A holiday with less-than-perfect weather still offers a chance to relax – and to go for a muddy run.

Between six kids, four dogs, two jobs, and a graduate school program, my boyfriend Matt and I have very (very) limited time to be together. Sometimes we feel like married people: high fiving between kid pick-ups and stealing away for a quick dinner when we find an unexpected gap. Except that we aren’t married, so I never see him in the off hours, late at night, or early in the morning. Needless to say, time to get away and be alone is pretty precious and rare.

This past weekend we spent a few days out in California, alone together. It took me well into dinner on the first evening to stop looking at my phone for kid texts, and to relax enough to remember how much I love being with him. You know it has been too long when you need to take a deep breath and pause long enough to really see the person you’re looking at. Hi, I’m Kristin. Hi Kristin, I’m Matt.

It takes a day or two to ease into a holiday, and a day or two to ease out, which doesn’t leave much time for the actual holiday, now that I think about it.

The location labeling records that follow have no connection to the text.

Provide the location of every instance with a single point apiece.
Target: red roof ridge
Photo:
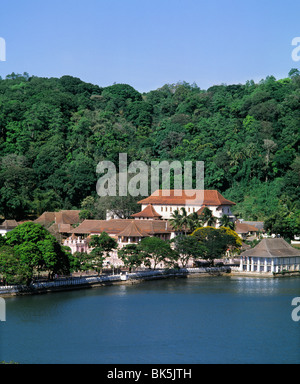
(149, 211)
(177, 196)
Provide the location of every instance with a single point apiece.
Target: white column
(248, 264)
(241, 264)
(252, 264)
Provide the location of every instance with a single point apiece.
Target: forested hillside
(55, 131)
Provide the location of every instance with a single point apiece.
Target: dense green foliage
(29, 250)
(53, 132)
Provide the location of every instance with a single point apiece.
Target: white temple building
(270, 256)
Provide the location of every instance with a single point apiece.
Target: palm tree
(208, 218)
(176, 220)
(194, 221)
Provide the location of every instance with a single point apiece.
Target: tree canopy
(54, 131)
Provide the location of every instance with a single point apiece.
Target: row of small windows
(189, 209)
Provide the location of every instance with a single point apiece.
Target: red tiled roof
(9, 224)
(149, 211)
(245, 228)
(117, 226)
(185, 197)
(133, 230)
(61, 217)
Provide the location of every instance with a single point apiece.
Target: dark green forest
(54, 131)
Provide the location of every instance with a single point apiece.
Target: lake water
(194, 320)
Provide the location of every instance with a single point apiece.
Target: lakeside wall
(96, 281)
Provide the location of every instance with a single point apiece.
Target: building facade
(165, 202)
(271, 255)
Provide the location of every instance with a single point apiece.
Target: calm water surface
(194, 320)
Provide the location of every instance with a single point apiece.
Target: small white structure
(270, 256)
(7, 226)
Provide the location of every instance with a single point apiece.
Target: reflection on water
(193, 320)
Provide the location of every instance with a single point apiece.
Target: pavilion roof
(270, 247)
(186, 197)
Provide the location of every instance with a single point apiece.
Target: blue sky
(149, 43)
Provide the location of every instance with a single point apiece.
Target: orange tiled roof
(149, 211)
(133, 230)
(185, 197)
(117, 226)
(245, 228)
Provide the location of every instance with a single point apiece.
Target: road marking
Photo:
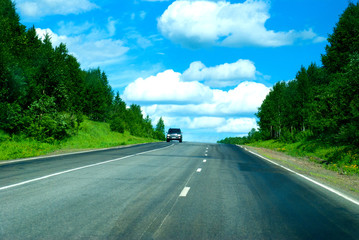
(309, 179)
(185, 192)
(76, 169)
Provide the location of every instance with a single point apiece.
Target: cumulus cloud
(166, 87)
(40, 8)
(176, 97)
(196, 24)
(239, 125)
(194, 106)
(228, 74)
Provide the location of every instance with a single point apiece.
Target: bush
(117, 125)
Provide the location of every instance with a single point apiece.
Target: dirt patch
(347, 184)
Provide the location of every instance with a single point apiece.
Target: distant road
(167, 191)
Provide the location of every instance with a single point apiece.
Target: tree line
(322, 102)
(44, 93)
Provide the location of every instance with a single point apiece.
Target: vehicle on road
(174, 134)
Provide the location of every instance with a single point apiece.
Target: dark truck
(174, 134)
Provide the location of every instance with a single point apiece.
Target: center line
(185, 192)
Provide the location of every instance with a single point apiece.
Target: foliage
(319, 109)
(91, 135)
(44, 93)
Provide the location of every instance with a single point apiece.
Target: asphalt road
(167, 191)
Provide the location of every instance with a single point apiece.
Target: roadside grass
(91, 135)
(342, 159)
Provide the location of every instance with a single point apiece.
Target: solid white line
(185, 191)
(309, 179)
(76, 169)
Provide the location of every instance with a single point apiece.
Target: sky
(203, 66)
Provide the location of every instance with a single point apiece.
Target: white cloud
(177, 97)
(228, 74)
(239, 125)
(206, 23)
(166, 87)
(195, 107)
(40, 8)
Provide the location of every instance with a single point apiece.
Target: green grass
(91, 135)
(343, 159)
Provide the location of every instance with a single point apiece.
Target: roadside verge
(346, 186)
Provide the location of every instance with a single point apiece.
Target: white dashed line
(185, 192)
(77, 169)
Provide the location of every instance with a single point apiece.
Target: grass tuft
(91, 135)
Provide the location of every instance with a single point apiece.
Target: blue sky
(204, 66)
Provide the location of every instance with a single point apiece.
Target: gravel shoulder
(347, 184)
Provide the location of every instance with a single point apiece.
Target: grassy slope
(91, 135)
(338, 158)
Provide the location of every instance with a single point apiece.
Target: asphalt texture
(167, 191)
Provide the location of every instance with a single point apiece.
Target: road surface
(167, 191)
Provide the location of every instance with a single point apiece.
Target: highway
(167, 191)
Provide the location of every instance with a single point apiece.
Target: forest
(45, 95)
(322, 102)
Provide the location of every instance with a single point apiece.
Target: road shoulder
(346, 184)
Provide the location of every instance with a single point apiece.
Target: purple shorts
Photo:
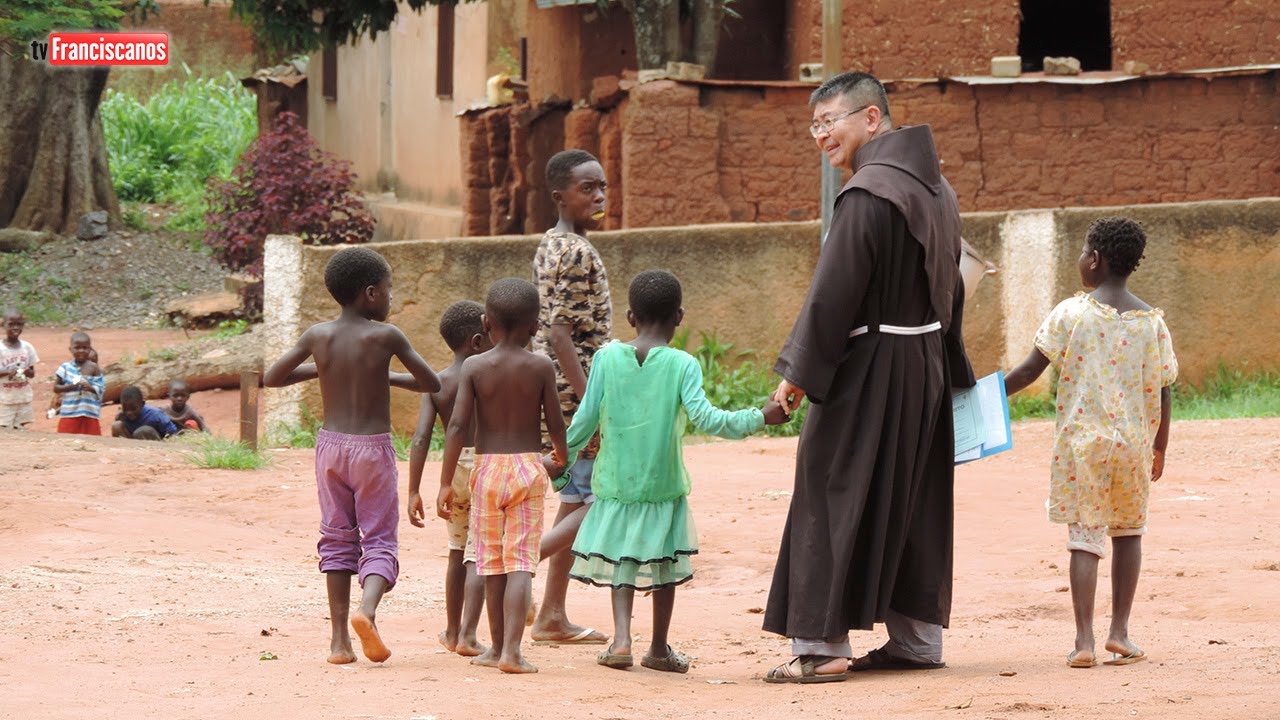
(357, 482)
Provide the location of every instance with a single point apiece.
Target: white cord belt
(900, 329)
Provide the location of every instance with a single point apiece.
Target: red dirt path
(141, 587)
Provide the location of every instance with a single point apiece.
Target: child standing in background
(17, 367)
(1116, 363)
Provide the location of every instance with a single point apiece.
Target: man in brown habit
(877, 350)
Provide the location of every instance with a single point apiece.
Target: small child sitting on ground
(508, 391)
(17, 367)
(80, 384)
(464, 591)
(179, 411)
(639, 534)
(140, 420)
(1116, 363)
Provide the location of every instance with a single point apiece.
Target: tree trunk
(657, 24)
(53, 158)
(707, 21)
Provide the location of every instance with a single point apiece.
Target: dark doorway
(1077, 28)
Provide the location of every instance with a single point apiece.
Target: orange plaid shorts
(507, 495)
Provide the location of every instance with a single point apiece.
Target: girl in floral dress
(639, 534)
(1115, 364)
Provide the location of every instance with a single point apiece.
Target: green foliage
(735, 382)
(1229, 393)
(229, 328)
(44, 299)
(301, 27)
(216, 452)
(168, 147)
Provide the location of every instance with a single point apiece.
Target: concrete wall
(1214, 268)
(402, 139)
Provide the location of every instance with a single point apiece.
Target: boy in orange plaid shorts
(508, 391)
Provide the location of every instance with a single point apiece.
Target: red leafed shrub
(283, 185)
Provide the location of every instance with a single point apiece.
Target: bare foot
(369, 638)
(516, 665)
(470, 647)
(487, 659)
(444, 639)
(341, 652)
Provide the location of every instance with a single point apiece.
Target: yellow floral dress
(1111, 368)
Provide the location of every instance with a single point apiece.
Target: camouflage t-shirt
(572, 290)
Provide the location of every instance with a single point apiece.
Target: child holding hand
(1115, 361)
(639, 534)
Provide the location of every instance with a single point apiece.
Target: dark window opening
(444, 53)
(329, 73)
(1055, 28)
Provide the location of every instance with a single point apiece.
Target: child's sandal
(673, 662)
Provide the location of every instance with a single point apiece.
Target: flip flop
(618, 661)
(673, 662)
(880, 659)
(1074, 661)
(580, 638)
(808, 664)
(1137, 655)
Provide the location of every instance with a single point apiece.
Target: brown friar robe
(869, 525)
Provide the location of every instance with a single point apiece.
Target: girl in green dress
(639, 534)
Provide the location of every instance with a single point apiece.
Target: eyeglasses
(830, 123)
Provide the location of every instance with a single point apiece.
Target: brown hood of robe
(901, 167)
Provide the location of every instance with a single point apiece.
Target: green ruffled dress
(639, 532)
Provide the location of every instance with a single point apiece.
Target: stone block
(1061, 67)
(1006, 65)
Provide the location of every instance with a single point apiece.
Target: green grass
(1229, 392)
(167, 149)
(216, 452)
(44, 299)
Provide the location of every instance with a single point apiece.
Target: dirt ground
(138, 586)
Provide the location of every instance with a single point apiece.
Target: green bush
(167, 149)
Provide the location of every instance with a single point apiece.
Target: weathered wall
(204, 37)
(391, 124)
(959, 39)
(698, 153)
(1212, 267)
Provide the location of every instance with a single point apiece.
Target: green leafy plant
(218, 452)
(168, 147)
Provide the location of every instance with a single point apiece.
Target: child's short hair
(560, 168)
(1119, 241)
(461, 322)
(351, 270)
(654, 296)
(131, 393)
(511, 302)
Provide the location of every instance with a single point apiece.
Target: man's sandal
(803, 669)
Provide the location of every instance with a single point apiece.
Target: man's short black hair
(1119, 241)
(560, 168)
(351, 270)
(511, 301)
(654, 296)
(460, 322)
(862, 89)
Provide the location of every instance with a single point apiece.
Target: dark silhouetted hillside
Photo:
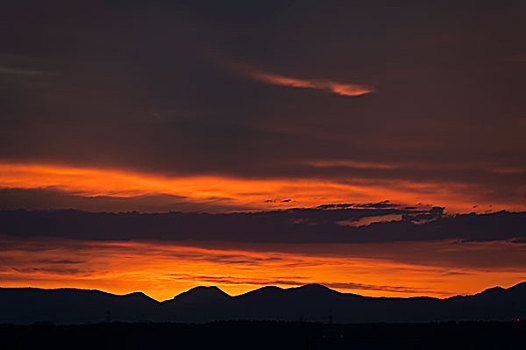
(314, 303)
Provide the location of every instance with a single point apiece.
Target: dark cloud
(288, 226)
(149, 86)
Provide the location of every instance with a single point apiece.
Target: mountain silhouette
(313, 302)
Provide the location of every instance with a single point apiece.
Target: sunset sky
(403, 121)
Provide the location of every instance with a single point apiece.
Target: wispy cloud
(339, 88)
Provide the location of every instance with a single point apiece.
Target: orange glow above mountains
(250, 194)
(162, 269)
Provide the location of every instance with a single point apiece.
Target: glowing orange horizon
(163, 270)
(252, 194)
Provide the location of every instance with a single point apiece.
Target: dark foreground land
(266, 335)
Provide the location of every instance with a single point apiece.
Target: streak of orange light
(252, 194)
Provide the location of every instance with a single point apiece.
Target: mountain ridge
(314, 303)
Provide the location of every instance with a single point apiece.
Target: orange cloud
(343, 89)
(162, 269)
(251, 194)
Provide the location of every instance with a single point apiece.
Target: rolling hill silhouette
(314, 303)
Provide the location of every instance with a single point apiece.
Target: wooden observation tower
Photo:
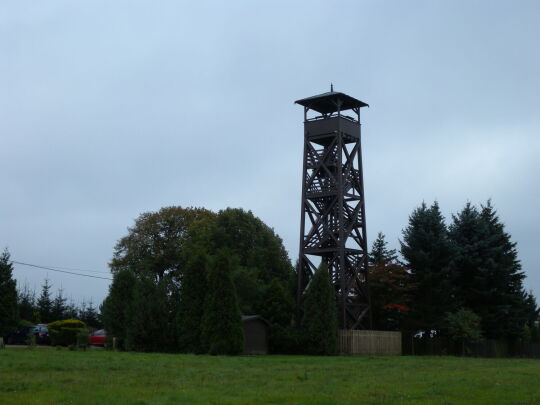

When we go out to California together we normally go hiking, walk along the beach, go to farmers’ markets, eat in cafés, and generally live outside in the sunshine. On this trip, we landed in a rainstorm. It was not just a sprinkle, but a slanted, soaking rain that leaked through cracks in the old beams of the house and warranted an array of strategically placed mixing bowls on the floor to catch the flow of water. At first, I was disappointed. It was our first holiday in months – and all this rain? Boo.

We improvised by strolling to the farmers’ market under umbrellas and stopping at the wine shop. We kept a fire burning in the fireplace to ward off the foggy chill. We read. We slept. We played gin rummy. (I lost.) We ate clam chowder by the windy harbour. We bought fish at the fish market and cooked dinner.

And because Matt loves me and knows my tendency towards stir-craziness without exercise, he accommodated me. One morning it was hot yoga at a studio down the street. Another morning we did a bluff run along the land-sliding cliff above a stormy, brown, churning ocean.

The waves were so crazy that the beach had spittle like one of my high school teachers and piles of whipped foam undulating in the wind. We stopped and found treasures like shells and perfectly flat rocks thrown up from the guts of the sea. We splashed through giant puddles, soaking our shoes and splattering our calves and shorts with mud dollops. We hiked across flooded trails, balancing on unsteady fallen limbs and slippery, mossy rocks. We pulled ourselves up steep inclines, crawled under and over newly uprooted trees, and slid down muddy, eroded paths.

It wasn’t the trip I imagined. But it was exactly the trip I needed. I needed to go play outside like a kid in the rain with the man I love but rarely get to play with. I like that we don’t have to shop, or sight see, or drink the day away. Not that there’s anything wrong with that of course, I like that sometimes, too.

But there is something about physical effort, the pleasure of an earned view, disconnecting from the world to connect to each other, and the ease of companionable silence when you can speak while saying nothing at all.